While Hammick may not be a poster boy of innocence, his death has dredged to the surface prickly concerns about how police deal with African Americans in Portland. Last week's meeting was energized by excited worries and free floating fears. "We must give unified support," said one attendee.

But, for the most part, these anxieties were not focused on any definite goals. In addition to sizing up the concern about police brutality in the city's African American community, the meeting made evident both the need and opportunity for secular leadership to step forward. Although the meeting was organized by a coalition of ministries, no clear leadership stepped up to take the reins. At the meeting's conclusion, it was announced that a march would be held to protest the police shooting; an exact start time for the march was not yet known, and the location was iffy.

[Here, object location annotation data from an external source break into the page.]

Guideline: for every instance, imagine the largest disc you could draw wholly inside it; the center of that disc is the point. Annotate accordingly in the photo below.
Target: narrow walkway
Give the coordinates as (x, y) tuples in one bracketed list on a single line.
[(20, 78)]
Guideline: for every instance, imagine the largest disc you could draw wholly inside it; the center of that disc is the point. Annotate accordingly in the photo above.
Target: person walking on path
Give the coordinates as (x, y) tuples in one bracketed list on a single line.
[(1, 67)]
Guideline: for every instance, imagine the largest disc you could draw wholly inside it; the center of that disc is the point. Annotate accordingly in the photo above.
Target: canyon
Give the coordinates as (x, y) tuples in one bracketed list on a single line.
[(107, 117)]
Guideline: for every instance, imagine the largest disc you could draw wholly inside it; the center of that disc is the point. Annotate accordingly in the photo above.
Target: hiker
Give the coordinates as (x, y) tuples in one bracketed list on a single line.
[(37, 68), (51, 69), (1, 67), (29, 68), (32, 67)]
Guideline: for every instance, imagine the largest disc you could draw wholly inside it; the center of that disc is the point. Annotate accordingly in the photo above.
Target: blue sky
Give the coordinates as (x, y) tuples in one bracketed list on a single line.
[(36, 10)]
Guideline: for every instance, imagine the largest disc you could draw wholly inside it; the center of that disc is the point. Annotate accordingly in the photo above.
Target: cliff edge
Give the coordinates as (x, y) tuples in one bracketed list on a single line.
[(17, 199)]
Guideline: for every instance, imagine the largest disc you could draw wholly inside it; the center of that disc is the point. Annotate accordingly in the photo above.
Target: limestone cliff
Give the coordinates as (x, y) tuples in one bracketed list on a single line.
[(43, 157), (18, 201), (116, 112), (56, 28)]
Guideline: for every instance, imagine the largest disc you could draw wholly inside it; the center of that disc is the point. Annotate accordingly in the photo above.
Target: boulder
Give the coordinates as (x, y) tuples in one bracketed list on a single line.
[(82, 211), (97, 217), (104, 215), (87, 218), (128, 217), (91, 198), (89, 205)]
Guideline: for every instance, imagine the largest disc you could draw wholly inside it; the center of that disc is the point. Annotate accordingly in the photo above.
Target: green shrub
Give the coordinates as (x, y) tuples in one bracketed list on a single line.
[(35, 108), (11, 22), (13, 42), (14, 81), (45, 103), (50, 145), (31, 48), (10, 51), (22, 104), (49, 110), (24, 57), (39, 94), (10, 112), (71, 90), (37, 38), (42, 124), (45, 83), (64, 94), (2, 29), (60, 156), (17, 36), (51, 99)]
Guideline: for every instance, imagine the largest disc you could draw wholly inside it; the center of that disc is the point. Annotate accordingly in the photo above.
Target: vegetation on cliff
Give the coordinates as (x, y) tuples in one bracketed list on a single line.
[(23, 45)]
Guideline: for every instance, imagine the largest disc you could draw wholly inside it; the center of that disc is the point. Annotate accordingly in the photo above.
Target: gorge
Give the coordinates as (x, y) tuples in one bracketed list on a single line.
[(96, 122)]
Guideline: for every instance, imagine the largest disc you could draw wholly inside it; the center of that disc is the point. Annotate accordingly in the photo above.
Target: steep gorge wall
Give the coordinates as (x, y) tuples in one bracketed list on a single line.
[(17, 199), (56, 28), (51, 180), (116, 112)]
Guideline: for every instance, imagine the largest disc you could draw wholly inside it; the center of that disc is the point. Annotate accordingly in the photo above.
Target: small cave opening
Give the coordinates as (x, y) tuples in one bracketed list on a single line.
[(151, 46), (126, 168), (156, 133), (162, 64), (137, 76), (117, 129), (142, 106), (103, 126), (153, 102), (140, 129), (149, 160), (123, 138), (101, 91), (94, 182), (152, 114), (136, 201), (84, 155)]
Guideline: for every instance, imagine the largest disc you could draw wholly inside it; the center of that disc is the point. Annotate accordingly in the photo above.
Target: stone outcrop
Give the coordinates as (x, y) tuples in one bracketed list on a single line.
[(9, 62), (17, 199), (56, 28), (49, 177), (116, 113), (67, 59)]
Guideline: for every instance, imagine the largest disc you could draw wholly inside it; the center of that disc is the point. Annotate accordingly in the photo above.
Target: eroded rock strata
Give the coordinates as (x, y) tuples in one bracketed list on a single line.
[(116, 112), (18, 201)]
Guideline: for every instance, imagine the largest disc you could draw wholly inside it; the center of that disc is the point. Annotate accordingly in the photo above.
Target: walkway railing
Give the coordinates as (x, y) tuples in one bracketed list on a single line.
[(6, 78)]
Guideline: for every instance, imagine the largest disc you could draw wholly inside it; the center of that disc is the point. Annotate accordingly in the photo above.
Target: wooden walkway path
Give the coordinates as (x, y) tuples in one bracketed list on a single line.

Over the past two years, the local branch of the NAACP--one of the oldest civil rights chapters west of the Mississippi--has steadily disintegrated. Scores of members have voiced concerns that ranking officers were failing to address community problems; they also have complained that the elected leadership was using the NAACP's venerable name to advance personal business deals. Routine monthly meetings--the very rhythm of the organization--had all but ceased a year ago.

The final straw came when a 68-year-old African American woman was dragged from her car by a police officer and was allegedly choked. Internal Affairs found no wrongdoing by the officer. Although the woman, Dora McCrae, was not a member, she petitioned the NAACP for support. Several members lent personal support, but the local NAACP leadership--and, therefore, the organization--roundly ignored her pleas.

Frustrated members complained to national oversight committees. In mid-February, a top-ranking officer from the national office traveled to Portland, lectured members about the proper procedures for managing a NAACP chapter, and then cleaned house. By the end of the day, all of the organization's directors, except the treasurer, announced their resignations.

That housecleaning, say members, has cleared the way for a new start and pathway for the local NAACP. And now, with the very same issue that splintered the organization--police brutality--back in the forefront of community concerns, there is a clear opportunity for the NAACP to regain its virility within the city's politics.

Bruce Brousard, a longtime NAACP member, called the pending change in leadership and the dangling issue of Hammick's death a "jumpstart."

Frank Berry, a Los Angeles-based NAACP officer, has been appointed as the lead person to manage legal issues relating to the shooting of Hammick. "It may be an issue that will cause people to realize what the NAACP is," explained Berry. He then politely added, "[the Portland chapter] is being assisted on getting back on track."

On April 13, the local NAACP chapter will host elections to fill the vacated seats of President and Vice President. On March 23, there will be a march to remember Byron Hammick and to voice concerns about police brutality. That march will begin at 1 p.m. at Youth Opportunities Center, 3034 NE MLK.